Verschwiegenheitserklärung lohn Muster

Ich for­de­re Sie da­zu auf, die o.g. Ge­samt­sum­me von X.XXX,XX EUR brut­to um­ge­hend auf mein Ih­nen be­kann­tes Kon­to zu über­wei­sen, so­wie fer­ner je­weils pro rück­stän­di­gem Mo­nats­lohn 40,00 EUR net­to Ver­zugs­kos­ten­pau­scha­le ge­mäß § 288 Abs.5 BGB, zu­sam­men mit­hin 80,00 EUR net­to Ver­zugs­kos­ten­pau­scha­le. Beim Monatslohn wird dem Arbeitnehmer jeden Monat derselbe Lohn geleistet unabhängig davon, wieviele Arbeitstage der konkrete Kalendermonat enthält. Beim Stundenlohn richtet sich die Lohnhöhe nach der tatsächlichen Arbeitszeit, so dass in einem Monat mit weniger Arbeitstagen auch weniger verdient wird als in einem Monat mit mehr Arbeitstagen. Hingewiesen sei auch auf die Möglichkeit, ein verstetigtes Gehalt zu zahlen. Dabei wird eine durchschnittliche Stundenzahl von 173,33 im Monat angesetzt, sodass ein Mindest-Monatsgehalt von 1.620,67 € bei 9,35 €/Stunde gezahlt werden muss. Allerdings ist hier zu beachten, dass es diese Regelung nicht zurzeit noch nicht rechtssicher ist und eine Anerkennung durch die entsprechenden Kontrollorgane nicht garantiert ist.
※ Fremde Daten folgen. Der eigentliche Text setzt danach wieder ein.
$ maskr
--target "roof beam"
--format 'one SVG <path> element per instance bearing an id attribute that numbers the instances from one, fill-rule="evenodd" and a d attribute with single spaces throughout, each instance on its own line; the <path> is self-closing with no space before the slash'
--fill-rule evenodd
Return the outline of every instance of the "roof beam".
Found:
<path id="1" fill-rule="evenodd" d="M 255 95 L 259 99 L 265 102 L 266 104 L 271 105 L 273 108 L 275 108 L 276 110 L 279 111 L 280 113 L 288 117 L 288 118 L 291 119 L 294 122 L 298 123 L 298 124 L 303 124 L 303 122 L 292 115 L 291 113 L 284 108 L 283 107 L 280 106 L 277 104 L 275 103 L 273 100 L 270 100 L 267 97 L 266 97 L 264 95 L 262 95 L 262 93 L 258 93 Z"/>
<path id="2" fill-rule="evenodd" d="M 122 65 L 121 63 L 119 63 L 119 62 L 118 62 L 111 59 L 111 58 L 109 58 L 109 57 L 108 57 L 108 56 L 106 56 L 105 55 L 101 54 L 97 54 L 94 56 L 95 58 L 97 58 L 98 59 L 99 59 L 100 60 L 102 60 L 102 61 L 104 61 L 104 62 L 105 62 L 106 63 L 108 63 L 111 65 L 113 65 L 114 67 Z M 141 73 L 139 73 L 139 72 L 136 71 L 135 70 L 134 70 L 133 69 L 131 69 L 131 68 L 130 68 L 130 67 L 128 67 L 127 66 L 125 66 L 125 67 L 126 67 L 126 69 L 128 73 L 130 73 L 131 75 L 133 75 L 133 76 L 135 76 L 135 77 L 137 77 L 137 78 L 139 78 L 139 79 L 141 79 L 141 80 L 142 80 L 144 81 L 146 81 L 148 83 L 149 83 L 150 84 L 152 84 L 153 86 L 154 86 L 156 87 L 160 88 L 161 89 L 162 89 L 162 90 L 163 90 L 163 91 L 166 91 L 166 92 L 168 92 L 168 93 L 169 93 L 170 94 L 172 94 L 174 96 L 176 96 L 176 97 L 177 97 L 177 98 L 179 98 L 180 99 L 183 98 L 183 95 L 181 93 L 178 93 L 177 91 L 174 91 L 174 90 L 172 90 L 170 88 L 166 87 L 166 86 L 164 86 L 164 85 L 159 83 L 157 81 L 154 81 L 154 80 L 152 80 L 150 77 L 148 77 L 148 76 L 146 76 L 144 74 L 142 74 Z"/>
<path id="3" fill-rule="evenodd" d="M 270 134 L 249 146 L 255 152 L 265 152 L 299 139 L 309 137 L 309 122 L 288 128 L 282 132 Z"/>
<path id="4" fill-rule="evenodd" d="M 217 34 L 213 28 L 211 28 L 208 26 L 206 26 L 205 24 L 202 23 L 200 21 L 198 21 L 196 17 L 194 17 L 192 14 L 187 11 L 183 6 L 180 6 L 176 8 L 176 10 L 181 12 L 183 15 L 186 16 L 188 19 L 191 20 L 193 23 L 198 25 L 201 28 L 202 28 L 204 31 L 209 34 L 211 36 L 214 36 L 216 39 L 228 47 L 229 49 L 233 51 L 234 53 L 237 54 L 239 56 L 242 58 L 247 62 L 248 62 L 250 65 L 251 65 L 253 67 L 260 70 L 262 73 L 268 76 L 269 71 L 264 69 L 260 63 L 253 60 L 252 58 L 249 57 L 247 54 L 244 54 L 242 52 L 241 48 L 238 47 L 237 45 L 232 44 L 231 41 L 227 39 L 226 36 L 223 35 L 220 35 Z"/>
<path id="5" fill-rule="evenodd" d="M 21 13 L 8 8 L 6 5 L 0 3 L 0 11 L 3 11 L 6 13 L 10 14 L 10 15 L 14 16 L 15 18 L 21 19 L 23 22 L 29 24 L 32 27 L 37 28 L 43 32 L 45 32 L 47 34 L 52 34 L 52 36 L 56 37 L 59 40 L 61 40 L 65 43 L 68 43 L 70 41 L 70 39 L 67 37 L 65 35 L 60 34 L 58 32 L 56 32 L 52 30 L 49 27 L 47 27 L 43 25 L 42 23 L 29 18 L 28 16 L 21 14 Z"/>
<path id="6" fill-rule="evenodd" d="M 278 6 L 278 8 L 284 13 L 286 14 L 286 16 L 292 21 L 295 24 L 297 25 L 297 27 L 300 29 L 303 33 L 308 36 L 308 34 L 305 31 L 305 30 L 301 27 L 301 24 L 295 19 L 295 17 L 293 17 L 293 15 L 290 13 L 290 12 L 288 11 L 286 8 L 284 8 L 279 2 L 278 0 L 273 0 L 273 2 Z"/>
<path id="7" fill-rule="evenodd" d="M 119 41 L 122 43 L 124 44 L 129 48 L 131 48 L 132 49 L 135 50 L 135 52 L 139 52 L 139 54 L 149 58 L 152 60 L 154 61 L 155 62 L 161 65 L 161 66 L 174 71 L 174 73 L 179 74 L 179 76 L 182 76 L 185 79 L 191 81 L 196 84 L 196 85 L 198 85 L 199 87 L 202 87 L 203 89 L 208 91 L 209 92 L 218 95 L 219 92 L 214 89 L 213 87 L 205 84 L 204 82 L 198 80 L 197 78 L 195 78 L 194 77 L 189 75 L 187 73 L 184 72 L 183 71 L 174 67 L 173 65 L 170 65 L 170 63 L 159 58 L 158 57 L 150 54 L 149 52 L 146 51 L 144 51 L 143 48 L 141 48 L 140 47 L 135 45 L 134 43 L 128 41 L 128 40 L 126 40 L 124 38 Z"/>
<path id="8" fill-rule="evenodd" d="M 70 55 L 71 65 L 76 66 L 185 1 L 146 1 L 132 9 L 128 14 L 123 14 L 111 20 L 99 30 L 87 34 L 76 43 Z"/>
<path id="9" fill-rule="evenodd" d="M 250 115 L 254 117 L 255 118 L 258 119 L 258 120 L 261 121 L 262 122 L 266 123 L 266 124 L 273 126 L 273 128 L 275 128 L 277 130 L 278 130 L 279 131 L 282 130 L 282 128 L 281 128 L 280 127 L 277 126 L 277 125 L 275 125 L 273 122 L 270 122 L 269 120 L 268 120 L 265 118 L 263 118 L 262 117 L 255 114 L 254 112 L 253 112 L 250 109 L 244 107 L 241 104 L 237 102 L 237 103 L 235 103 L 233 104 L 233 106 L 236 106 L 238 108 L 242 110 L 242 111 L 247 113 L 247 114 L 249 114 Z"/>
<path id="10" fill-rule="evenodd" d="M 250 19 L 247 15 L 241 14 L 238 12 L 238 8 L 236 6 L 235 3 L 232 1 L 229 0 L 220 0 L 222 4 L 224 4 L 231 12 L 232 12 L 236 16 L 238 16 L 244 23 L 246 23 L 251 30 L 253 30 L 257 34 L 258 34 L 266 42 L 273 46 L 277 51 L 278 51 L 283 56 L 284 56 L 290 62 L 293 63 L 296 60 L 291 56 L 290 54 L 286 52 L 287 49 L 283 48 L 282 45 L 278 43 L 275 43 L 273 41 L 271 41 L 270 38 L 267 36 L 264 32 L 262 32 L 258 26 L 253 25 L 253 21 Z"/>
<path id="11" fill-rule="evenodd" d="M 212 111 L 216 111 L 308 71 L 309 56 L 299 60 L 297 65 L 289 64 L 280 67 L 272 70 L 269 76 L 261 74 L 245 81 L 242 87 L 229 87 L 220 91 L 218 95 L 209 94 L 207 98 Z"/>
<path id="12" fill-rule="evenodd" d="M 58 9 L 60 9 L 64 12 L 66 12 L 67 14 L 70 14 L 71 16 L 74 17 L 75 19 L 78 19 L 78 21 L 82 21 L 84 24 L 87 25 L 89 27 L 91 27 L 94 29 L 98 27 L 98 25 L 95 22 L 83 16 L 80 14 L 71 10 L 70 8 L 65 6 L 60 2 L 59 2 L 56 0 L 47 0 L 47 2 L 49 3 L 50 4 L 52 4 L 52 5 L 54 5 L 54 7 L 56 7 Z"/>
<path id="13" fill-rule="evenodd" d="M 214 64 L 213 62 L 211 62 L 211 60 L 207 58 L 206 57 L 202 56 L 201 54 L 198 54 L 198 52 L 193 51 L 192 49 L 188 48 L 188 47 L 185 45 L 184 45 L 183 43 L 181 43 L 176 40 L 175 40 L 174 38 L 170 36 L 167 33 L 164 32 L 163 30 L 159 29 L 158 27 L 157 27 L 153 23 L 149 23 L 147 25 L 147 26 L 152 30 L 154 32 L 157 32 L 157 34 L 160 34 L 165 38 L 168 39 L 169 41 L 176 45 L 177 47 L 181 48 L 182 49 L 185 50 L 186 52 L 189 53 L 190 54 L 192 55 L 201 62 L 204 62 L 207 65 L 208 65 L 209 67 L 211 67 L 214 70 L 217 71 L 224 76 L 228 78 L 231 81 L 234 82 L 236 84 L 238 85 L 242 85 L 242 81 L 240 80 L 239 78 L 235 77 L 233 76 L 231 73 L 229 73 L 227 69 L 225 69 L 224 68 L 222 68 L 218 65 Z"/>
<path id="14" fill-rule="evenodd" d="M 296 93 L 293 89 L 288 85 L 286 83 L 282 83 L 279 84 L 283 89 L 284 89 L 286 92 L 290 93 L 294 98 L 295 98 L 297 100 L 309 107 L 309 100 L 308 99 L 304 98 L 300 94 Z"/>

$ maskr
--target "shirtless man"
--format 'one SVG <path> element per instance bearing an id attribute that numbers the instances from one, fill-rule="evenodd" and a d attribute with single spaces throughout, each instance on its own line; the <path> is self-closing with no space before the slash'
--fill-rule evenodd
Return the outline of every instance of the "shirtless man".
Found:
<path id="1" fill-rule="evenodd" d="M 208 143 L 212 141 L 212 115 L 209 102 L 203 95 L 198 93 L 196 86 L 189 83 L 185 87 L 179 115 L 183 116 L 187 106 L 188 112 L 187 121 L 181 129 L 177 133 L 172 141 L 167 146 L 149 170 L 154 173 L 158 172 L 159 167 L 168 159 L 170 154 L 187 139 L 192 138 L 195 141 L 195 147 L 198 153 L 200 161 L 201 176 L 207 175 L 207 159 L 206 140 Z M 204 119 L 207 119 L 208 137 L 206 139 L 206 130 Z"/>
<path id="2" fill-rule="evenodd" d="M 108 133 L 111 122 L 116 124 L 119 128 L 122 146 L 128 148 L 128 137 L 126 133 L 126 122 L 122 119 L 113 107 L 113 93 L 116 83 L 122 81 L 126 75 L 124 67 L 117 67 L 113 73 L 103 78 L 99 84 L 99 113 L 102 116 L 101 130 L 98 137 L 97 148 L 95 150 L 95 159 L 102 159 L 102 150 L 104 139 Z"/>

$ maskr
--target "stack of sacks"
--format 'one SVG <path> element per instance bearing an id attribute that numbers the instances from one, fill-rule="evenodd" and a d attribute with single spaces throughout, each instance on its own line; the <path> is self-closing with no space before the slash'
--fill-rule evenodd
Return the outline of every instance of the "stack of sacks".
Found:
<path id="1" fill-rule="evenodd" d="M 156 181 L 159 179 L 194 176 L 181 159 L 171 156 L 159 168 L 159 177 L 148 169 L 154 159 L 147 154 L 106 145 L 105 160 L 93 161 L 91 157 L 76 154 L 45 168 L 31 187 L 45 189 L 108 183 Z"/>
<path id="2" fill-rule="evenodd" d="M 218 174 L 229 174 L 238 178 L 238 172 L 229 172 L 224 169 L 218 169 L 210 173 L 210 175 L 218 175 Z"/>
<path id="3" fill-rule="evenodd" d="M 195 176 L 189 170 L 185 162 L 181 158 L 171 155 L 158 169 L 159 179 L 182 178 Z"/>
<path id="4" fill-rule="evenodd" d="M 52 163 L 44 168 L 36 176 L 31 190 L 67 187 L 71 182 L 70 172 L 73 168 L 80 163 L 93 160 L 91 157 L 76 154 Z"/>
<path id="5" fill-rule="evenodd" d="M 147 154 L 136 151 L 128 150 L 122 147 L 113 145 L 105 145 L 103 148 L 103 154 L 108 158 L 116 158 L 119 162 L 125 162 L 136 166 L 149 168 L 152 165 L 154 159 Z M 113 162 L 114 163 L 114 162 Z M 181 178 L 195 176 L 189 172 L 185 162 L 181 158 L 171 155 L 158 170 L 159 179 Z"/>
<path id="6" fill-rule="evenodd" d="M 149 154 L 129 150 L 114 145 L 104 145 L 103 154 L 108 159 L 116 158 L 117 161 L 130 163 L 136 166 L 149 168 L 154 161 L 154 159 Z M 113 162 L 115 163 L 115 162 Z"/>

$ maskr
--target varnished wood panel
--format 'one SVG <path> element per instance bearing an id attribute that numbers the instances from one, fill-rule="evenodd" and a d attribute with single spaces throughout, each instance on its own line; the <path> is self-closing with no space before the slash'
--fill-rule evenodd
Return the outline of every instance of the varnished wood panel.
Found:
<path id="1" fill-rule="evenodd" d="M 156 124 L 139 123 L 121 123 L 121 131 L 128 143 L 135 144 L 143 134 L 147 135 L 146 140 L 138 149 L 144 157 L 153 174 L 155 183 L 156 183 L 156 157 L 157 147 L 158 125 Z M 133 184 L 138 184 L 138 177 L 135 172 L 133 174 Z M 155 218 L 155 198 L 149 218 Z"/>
Deshalb ist in dem Fall dringend anzuraten, ein Stundenkonto zu führen, damit zumindest nachgewiesen werden kann, dass das Jahresgehalt den Mindestlohn garantiert. (Hinweis: Eine Anpassung der betroffenen Musterarbeitsverträge bezüglich des neuen Mindestlohns mit Stand 01.01.2020 ist erfolgt.) Unter den untenstehenden Links finden sich zwei kommentierte Musterverträge für die Anstellung im Monatslohn und im Stundenlohn, welche bei der Ausgestaltung des Arbeitsvertrags mit dem Arbeitnehmer als Vorlage benutzt werden können. Die Erhöhung des Mindestlohns gilt automatisch für alle Arbeitnehmer! Arbeitgeber sollten deshalb Arbeitsverträge dahingehend prüfen, ob alle Vorschriften des Mindestlohngesetzes (MiLoG) eingehalten werden. So kann es durch die Erhöhung des Mindestlohns durchaus passieren, dass aufgrund des aktuellen monatlichen Gehaltes und/oder der festgelegten Stundenzahl der Mindestlohn unterschritten wird. (z.

B.: Ein bisher „ausreichendes“ monatliches Gehalt in Höhe von 1.690,96 € liegt ab dem 01.01.2020 in Monaten mit 23 Arbeitstagen unter dem gesetzlich vorgeschriebenen Mindestlohn! Denn: 23 Tage x 8 Stunden/Tag (= 184 Arbeitsstunden) x 9,35 €/Stunde = 1.720,40 € Mindestlohn).